To evaluate the short-term hemodynamic follow-up of CCSVI after PVA using color Doppler ultrasound (CDU) and to investigate whether hemodynamic variation correlated with clinical variation.
Forty-five patients affected by MS with confirmed CCSVI underwent IJVs PVA. Venous hemodynamic (VH) parameters indicative of CCSVI and the Venous Hemodynamic Insufficiency Severity Score (VHISS) were evaluated by CDU at baseline and 3 months post-PVA. Concurrently, the MS-related disability status (EDSS) was evaluated.
The VH parameters and VHISS 3 months after IJVs PVA significantly decreased: the VH parameters -32.1% and the VHISS -33.8% (p < 0.001). The EDSS score 3 months after IJVs PVA was significantly lower than the baseline (-5.5%, p < 0.001). Using the median value of the VHISS variation as the cut-off, we were able to identify two groups of patients: responders, group A; and non-responders, group B. The EDSS score variation at 3 months was 0.310 in group A and 0.275 in group B (p = 0.746).
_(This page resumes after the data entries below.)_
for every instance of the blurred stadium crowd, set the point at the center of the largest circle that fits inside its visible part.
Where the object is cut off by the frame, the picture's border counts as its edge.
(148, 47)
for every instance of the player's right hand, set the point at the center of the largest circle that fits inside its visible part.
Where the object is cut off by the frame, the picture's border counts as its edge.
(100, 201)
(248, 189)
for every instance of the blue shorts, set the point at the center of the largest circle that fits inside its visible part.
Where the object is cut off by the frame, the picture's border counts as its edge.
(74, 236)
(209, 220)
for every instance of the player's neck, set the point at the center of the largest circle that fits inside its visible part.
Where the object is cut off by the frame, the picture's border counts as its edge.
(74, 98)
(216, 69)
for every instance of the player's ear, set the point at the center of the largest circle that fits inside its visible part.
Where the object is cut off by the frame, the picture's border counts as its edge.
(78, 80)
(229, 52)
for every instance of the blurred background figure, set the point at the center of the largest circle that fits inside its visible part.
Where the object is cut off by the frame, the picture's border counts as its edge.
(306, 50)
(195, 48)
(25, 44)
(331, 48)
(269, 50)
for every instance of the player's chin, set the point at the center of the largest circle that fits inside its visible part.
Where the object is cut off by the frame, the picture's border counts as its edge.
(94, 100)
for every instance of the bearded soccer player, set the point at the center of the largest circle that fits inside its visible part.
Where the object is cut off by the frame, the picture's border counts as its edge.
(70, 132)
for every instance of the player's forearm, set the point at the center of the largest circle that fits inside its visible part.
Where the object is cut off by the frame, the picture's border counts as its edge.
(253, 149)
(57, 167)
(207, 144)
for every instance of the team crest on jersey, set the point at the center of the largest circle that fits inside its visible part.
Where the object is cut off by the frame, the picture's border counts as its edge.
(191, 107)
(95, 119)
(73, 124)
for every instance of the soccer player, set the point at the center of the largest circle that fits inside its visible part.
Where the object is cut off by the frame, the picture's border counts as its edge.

CCSVI endovascular treatment can induce an improvement in VH parameters and the VHISS. The neurological disability score (EDSS) also improved after PVA; however, there was no correlation to the VHISS variation after PVA, MS type and duration.
慢性脑脊髓静脉功能不全(CCSVI)是一种血管疾病,其特征为颈内静脉(IJVs)和/或奇静脉异常,伴有血流紊乱和侧支静脉通道形成。CCSVI的存在与多发性硬化症(MS)有关。经皮静脉血管成形术(PVA)已被提议用于改善颅外血流;然而,尚未建立一种非侵入性的术后随访结局指标。
使用彩色多普勒超声(CDU)评估PVA术后CCSVI的短期血流动力学随访情况,并调查血流动力学变化是否与临床变化相关。
45例确诊为CCSVI的MS患者接受了颈内静脉PVA。在基线和PVA术后3个月,通过CDU评估指示CCSVI的静脉血流动力学(VH)参数和静脉血流动力学功能不全严重程度评分(VHISS)。同时,评估与MS相关的残疾状态(EDSS)。
颈内静脉PVA术后3个月,VH参数和VHISS显著降低:VH参数降低32.1%,VHISS降低33.8%(p < 0.001)。颈内静脉PVA术后3个月的EDSS评分显著低于基线(-5.5%,p < 0.001)。以VHISS变化的中位数作为临界值,我们能够识别出两组患者:反应者,A组;无反应者,B组。3个月时A组的EDSS评分变化为0.310,B组为0.275(p = 0.746)。
CCSVI血管内治疗可使VH参数和VHISS得到改善。PVA术后神经残疾评分(EDSS)也有所改善;然而,与PVA术后VHISS变化、MS类型和病程无关。